Welcome to the mediacloud_backend
repository! In this short README you'll
find information about the project, how to install and run it.
This project aims to download as many feeds (RSS or Atom) as possible. This is the "backend" of mediacloud project since the goal here is to discover and download the feeds (and not to create a visualization or analyses with the data retrieved).
The backend project is divided into 3 simple steps:
- Step 1: Discover Web pages that contain feed URLs (by now we use Google search);
- Step 2: Access each of the URLs retrieved above and search for feed URLs
(like ending with
.rss
,.atom
etc.); - Step 3: Given the list of feed URLs generated by the step above, download all feeds.

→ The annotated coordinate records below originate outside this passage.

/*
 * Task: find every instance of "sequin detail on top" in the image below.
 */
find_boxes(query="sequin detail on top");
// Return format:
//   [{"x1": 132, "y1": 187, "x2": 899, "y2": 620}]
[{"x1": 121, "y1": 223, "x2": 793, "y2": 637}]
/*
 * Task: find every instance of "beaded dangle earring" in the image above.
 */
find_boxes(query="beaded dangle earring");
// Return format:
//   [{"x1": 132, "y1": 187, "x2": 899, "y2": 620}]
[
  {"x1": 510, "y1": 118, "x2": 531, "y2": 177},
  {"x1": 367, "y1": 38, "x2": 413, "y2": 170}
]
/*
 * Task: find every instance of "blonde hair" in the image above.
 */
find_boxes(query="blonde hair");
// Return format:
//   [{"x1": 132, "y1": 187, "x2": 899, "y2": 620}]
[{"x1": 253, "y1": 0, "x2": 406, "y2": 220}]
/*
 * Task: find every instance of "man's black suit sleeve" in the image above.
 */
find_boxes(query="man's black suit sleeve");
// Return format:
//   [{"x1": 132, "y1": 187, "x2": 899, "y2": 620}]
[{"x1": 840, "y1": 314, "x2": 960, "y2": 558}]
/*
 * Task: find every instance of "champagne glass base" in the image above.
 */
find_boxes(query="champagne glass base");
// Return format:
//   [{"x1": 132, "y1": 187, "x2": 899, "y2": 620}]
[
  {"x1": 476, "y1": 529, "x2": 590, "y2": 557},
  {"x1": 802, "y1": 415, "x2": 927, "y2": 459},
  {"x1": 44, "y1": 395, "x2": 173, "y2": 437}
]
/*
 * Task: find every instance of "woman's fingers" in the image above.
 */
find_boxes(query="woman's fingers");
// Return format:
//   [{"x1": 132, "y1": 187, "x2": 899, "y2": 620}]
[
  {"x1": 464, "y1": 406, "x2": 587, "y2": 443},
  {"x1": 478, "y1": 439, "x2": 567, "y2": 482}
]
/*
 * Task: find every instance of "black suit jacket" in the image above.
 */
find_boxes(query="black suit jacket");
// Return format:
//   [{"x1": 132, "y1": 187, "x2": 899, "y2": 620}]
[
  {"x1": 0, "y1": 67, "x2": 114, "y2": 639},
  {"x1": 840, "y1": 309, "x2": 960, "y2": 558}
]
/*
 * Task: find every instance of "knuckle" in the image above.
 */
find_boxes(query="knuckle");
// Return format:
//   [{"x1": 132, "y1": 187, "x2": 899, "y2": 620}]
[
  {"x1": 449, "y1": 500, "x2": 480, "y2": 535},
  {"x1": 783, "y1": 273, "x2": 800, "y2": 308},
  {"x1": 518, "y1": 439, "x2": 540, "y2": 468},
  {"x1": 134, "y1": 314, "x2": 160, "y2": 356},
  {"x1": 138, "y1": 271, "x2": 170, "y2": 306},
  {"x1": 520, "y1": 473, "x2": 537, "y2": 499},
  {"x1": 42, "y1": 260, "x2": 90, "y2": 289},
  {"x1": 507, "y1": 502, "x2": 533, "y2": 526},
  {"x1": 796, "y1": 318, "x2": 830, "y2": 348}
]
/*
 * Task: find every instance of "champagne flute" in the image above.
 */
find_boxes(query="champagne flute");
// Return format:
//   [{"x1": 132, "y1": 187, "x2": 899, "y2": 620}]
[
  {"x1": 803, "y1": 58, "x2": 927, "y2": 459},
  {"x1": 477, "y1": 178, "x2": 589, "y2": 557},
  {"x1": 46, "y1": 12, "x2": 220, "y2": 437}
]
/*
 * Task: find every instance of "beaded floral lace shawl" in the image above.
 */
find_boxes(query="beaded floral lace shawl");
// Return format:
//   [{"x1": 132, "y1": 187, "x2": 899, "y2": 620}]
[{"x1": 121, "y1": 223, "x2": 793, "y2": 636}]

You can install everything in your system or create a
Docker image using the provided Dockerfile
- jump to
"Using Docker" if you prefer to install everything in a container instead of in
your system.
We need to install some libraries, compiler and services. To do it on Debian-based systems (such as Ubuntu), run as root:
apt-get install python-dev build-essential libxml2-dev libxslt1-dev zlib1g-dev libssl-dev
We also need to download and compile httrack, as we use it to crawl the Web pages. To install it, run as root:
wget http://download.httrack.com/cserv.php3?File=httrack.tar.gz -O httrack.tar.gz
tar xfz httrack.tar.gz
cd httrack-*
./configure
make
make install
ln -s /usr/local/lib/libhttrack.* /usr/lib/
cd ..
rm -rf httrack*
We also use MongoDB database (to store our data), so you need to install and run it. On Debian/Ubuntu GNU/Linux systems, execute as root:
apt-get install mongodb
To verify if the installation succeeded and if it's running, execute:
mongo
NOTE: In the first time that you run MongoDB server (it runs automatically when you install it) it can take a while to preallocate database files, so wait for 1 or 2 minutes if the execution of
mongo
is returning an error such as "couldn't connect to server 127.0.0.1:27017".

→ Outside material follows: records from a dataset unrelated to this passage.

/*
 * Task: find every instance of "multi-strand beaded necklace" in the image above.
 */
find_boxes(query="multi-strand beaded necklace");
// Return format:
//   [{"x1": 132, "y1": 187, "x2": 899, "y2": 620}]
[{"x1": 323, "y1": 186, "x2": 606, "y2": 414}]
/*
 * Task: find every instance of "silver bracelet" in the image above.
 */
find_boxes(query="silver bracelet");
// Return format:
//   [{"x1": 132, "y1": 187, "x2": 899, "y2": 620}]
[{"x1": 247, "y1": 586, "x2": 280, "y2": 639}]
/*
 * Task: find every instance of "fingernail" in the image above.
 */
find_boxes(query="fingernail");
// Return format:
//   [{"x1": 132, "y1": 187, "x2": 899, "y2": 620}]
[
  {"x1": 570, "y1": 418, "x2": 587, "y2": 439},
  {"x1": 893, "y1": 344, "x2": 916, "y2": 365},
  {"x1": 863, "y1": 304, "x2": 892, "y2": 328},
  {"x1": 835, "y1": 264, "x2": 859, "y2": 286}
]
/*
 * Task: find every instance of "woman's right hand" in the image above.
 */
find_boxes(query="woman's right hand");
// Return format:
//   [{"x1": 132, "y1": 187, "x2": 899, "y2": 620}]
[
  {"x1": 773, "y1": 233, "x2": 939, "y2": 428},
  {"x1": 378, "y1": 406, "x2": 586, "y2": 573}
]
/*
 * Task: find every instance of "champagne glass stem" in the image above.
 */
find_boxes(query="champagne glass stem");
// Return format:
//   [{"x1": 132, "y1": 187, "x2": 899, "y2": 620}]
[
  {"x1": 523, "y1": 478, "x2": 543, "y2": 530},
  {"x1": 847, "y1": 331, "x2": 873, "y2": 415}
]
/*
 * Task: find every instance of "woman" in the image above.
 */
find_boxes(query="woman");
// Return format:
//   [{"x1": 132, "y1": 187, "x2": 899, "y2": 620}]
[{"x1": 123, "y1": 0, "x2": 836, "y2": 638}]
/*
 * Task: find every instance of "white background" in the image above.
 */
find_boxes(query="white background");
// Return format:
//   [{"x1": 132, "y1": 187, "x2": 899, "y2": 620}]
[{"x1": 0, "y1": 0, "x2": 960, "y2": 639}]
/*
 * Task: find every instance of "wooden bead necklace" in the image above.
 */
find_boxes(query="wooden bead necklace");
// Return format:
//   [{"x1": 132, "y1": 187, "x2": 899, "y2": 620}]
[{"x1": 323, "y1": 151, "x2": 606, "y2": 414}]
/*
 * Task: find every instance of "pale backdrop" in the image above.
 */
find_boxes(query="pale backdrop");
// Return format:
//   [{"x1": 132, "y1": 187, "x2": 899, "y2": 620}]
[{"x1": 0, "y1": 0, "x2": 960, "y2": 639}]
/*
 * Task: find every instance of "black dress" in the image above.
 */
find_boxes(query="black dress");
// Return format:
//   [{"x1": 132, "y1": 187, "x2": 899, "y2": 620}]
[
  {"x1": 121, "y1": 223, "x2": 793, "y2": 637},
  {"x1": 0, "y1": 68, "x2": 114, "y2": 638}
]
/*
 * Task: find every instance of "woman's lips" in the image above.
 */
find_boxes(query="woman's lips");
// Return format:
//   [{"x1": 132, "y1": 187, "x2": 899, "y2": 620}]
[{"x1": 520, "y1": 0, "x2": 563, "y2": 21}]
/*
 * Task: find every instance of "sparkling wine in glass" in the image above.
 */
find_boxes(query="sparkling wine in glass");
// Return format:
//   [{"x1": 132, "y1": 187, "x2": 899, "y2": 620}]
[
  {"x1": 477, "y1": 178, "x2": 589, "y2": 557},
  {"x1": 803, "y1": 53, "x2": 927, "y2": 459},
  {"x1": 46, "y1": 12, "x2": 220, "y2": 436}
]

If everything went fine, you'll have a MongoDB client shell connected to your
local MongoDB server (if not, an error will be displayed). To exit the shell,
just type Ctrl+c
.
If you don't have virtualenv and virtualenvwrapper installed in your system, do it before running the commands above. If you're on a Debian or Ubuntu GNU/Linux system, just execute as root:
apt-get install python-pip
pip install virtualenv virtualenvwrapper
And then add to the end of your ~/.bashrc
file:
export WORKON_HOME=$HOME/.virtualenvs
source /usr/local/bin/virtualenvwrapper.sh
You need to reload your shell to the modifications take action or execute
source ~/.bashrc
just after adding these lines to the file.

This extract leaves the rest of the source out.